ASK WITH FAITH
José Antonio PagolaThe prayer of petition has been an object of strong criticism throughout these years. The person depicted as modern doesn’t happen to put self in an attitude of supplication before God, since he knows that God isn’t going to change the natural course of events to attend to our desires.
Nature is «a machine» that functions according to some natural laws, and the human being is the only being that can act and transform, just in part, the world and history with our intervention.
Therefore the prayer of petition gets locked up in order to cultivate other forms of prayer like praise, thanksgiving or adoration, that can vibrate better with modern thinking.
Other times the supplication of the creature to our Creator gets replaced by meditation or immersion of the soul in God, the ultimate mystery of existence and source of all life.
However the prayer of supplication, so controversial for its possible misunderstandings, is decisive for expressing and living out from faith our creature dependence in front of God.
It’s not strange that Jesus himself praises the great faith of a simple woman who knows how to plead insistently for help.
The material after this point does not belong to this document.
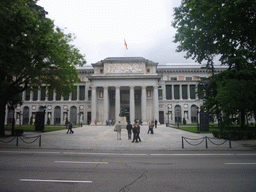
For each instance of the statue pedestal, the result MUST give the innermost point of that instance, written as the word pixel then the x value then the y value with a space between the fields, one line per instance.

One can invoke God from whatever situation. From happiness and from adversity; from well-being and from suffering.
The man or woman who raises petition to God doesn’t direct themselves to a Being that’s apathetic or indifferent to the suffering of God’s creatures, but to a God who can leave hiddenness behind and manifest closeness to those who beg God.
That’s what it’s all about. Not about utilizing God to get our objectives, but to seek and ask for God’s closeness in that situation. And the experience of God’s closeness doesn’t depend primarily on fulfilling our desires.
The believer can experience God’s closeness in many ways, independently of how our problem gets resolved. Let’s remember the wise piece of advice from St. Augustine: «God hears your call if you seek God. He doesn’t listen if by means of God you seek something else».
This isn’t the time of definitive fulfillment. Evil isn’t conquered totally. The person who prays experiences the contradiction between the misfortune he suffers and the definitive salvation promised by God. That’s why all concrete supplication and petition to God always stays wrapped in that grand supplication that Jesus himself taught us: «Your Kingdom come», the kingdom of salvation and of definitive life.